Virtual fans happened a few years ago for the Bathurst 1000 when the V8s thought they were bigger than the mountain and forgot that Channel 7 was a part owner of the race.
Channel 10 was awarded the rights for the series but this didn’t include Bathurst.
Channel 7 then got the Battery Chargers (Super Touring) to fill the void, but nobody turned up to watch.
Answer… big sponsor boards digitally placed on the track to cover up the empty grandstands. I actually watched the ads more than the race.
If the fan reaction to team orders conning them with regard to the outcome of the races, I can’t see them wanting or putting up with being conned over another part of the deal. Perhaps in Aussie Rules football they’ll put up with it, or not care, but I would be surprised if they do.
We have had results manufactured with team orders that have even extended to a driver crashing on instruction. We can now expect “cheering fans” to be manufactured through a digital process. Next companies/teams will pay for having fans supporting their teams. If this happens in F1 its headquarters should re-locate to Hollywood.
I don’t have much respect for Channel 9 in general…but I’m forced to watch it once a wk as Top Gear UK is now on Channel 9…
I did feel a little sad at the sight of some of the empty seats during the Germany race but I don’t think I want any virtual spectators as that would actually be kind of creepy.
Genuine F1 fans will be aware what is “real” on TV and what is not. Autotuned amateur singing, dubbed studio laughter, hand-waving Weather presenters pointing at the wrong part of weather maps, “live” shows, etc. are the staple output of Planet TV’s “reality”. I like to think only the admass, who watch F1 primarily to see crashes, believe what they see on their Plasma Picture in the lounge is reality.
What about doing VR the other way round and have the drivers sitting in their simulators and link them all up onto the same circuit.
Same format, practice sessions – quali and then the race.
Then a virtual podium followed by a virtual drivers briefing. We could even have a virtual Eddie Jordan.

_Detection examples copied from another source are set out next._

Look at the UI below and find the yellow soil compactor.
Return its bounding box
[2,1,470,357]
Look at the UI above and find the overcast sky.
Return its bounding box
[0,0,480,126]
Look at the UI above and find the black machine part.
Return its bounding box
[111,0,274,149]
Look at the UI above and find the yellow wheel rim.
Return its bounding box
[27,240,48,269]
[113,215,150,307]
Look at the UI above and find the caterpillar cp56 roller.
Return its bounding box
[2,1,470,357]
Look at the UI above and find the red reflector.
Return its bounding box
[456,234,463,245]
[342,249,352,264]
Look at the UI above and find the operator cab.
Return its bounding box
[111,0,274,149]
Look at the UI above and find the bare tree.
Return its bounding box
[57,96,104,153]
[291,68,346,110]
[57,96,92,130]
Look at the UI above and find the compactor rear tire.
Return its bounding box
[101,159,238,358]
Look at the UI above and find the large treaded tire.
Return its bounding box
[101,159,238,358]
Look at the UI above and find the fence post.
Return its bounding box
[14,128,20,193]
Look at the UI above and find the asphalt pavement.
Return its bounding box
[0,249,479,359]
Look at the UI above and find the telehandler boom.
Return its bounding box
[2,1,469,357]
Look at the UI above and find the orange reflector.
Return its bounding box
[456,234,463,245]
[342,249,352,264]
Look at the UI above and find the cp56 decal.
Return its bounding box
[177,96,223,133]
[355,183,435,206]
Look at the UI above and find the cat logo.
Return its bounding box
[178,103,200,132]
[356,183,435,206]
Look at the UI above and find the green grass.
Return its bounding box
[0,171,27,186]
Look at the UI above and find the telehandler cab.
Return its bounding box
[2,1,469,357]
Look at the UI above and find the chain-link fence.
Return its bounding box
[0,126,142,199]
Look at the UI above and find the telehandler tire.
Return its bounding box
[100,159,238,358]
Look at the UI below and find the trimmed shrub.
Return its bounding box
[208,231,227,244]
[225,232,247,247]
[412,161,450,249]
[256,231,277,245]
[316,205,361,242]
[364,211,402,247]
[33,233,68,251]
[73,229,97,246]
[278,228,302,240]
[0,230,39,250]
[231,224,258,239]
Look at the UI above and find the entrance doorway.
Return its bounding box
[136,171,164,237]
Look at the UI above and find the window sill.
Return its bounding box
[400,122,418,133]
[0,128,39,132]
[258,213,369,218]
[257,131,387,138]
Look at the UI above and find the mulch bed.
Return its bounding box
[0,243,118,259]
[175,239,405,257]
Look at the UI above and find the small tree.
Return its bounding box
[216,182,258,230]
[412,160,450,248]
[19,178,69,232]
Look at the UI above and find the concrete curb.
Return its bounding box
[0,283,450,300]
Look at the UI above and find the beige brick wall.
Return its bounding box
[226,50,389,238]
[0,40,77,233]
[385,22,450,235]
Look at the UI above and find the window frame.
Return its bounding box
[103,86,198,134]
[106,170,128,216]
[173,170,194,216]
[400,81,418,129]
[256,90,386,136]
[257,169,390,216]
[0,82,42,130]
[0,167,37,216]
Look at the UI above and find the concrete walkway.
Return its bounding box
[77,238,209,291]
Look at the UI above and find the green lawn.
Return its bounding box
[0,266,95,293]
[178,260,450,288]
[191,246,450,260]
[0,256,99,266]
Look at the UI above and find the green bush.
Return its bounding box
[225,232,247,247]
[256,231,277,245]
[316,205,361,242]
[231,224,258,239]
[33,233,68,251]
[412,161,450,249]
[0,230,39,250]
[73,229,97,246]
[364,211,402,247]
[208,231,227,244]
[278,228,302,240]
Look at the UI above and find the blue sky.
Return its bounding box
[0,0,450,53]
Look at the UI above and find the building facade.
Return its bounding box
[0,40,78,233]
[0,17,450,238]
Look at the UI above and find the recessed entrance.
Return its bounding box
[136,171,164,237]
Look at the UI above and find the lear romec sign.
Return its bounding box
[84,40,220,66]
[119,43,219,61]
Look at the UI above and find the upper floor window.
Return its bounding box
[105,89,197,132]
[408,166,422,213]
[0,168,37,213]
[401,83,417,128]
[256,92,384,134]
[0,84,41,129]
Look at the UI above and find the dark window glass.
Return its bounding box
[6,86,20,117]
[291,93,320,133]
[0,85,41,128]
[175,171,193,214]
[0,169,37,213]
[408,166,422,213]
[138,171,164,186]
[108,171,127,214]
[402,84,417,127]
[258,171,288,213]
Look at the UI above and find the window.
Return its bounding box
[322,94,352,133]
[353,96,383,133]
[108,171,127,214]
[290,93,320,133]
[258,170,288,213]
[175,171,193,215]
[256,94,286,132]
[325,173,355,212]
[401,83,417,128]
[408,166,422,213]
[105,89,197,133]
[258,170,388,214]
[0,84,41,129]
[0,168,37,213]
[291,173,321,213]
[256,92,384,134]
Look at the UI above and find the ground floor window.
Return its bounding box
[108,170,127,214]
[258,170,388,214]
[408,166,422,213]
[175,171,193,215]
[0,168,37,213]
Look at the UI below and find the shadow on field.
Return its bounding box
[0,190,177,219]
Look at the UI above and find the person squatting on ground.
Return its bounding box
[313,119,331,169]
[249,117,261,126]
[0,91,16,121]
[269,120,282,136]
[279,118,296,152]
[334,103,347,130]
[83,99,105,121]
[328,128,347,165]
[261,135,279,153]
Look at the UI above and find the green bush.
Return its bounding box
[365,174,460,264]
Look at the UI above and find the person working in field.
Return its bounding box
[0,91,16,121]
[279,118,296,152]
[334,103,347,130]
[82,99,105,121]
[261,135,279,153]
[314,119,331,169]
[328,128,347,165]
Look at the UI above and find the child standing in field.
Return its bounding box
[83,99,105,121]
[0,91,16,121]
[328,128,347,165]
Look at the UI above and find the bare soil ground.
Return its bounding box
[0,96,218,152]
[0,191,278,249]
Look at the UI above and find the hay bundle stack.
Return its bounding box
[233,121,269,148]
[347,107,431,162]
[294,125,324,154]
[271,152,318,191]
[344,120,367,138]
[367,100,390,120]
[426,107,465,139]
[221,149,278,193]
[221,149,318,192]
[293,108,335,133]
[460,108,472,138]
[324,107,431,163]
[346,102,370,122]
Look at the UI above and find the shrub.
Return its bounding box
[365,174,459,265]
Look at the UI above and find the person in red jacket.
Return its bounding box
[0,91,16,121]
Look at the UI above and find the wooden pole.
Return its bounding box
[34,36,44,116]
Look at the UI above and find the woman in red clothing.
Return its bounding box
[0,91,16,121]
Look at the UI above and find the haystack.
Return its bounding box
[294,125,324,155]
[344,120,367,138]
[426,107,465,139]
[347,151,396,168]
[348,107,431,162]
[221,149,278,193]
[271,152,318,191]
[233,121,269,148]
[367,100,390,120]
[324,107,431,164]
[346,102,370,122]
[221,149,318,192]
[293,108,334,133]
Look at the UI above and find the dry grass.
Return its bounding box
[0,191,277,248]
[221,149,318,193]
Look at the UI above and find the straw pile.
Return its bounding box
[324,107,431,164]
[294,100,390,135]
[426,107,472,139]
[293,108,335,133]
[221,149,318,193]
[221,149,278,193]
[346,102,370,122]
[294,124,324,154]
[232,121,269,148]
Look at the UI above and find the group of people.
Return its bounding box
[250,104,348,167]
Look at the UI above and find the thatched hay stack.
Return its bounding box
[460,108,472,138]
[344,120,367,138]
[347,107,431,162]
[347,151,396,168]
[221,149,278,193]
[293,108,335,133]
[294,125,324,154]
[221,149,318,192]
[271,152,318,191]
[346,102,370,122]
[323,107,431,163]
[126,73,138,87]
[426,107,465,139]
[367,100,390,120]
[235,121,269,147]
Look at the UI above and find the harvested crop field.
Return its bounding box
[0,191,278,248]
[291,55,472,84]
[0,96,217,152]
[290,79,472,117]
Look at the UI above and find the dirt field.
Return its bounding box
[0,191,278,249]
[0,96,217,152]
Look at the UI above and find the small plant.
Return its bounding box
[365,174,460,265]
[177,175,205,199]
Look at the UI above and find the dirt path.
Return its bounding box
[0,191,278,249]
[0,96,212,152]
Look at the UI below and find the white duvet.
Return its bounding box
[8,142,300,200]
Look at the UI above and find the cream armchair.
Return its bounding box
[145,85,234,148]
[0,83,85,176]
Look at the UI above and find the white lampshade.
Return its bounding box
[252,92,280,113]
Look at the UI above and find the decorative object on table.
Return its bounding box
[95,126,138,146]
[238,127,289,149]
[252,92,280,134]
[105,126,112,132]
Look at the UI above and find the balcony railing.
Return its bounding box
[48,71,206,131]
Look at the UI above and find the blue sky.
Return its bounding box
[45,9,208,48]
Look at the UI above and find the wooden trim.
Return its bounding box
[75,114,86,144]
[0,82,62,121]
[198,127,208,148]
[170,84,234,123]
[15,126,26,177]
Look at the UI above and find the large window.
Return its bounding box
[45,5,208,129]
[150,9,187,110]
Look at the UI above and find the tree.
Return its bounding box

Virtual spectators, just what’s needed for the next Tilke-drome… Why not just connect up all the simulators and have a virtual dull GP championship and let the rest of us get back to watching proper racing on decent circuits – the ones where spectators go because the racing is good and it’s relatively easy to get to!
Meanwhile, back in the real world, I suspect there’ll be huge crowds sliding around the mud of Spa, struggling to stay seated on the grass banks and having a great time watching the F1 cars on a circuit that challenges the driver and allows the cars to truly show what they can do. If only the money that’s wasted building these circuits that no one wants to go to could be spent on proper circuits – the Belgian GP sponsored by Korea anyone? The only thing that needs improving at Spa is the spectator facilities, a few quid spent on terracing the steep bankings would be great, more people could safely get in and watch the racing…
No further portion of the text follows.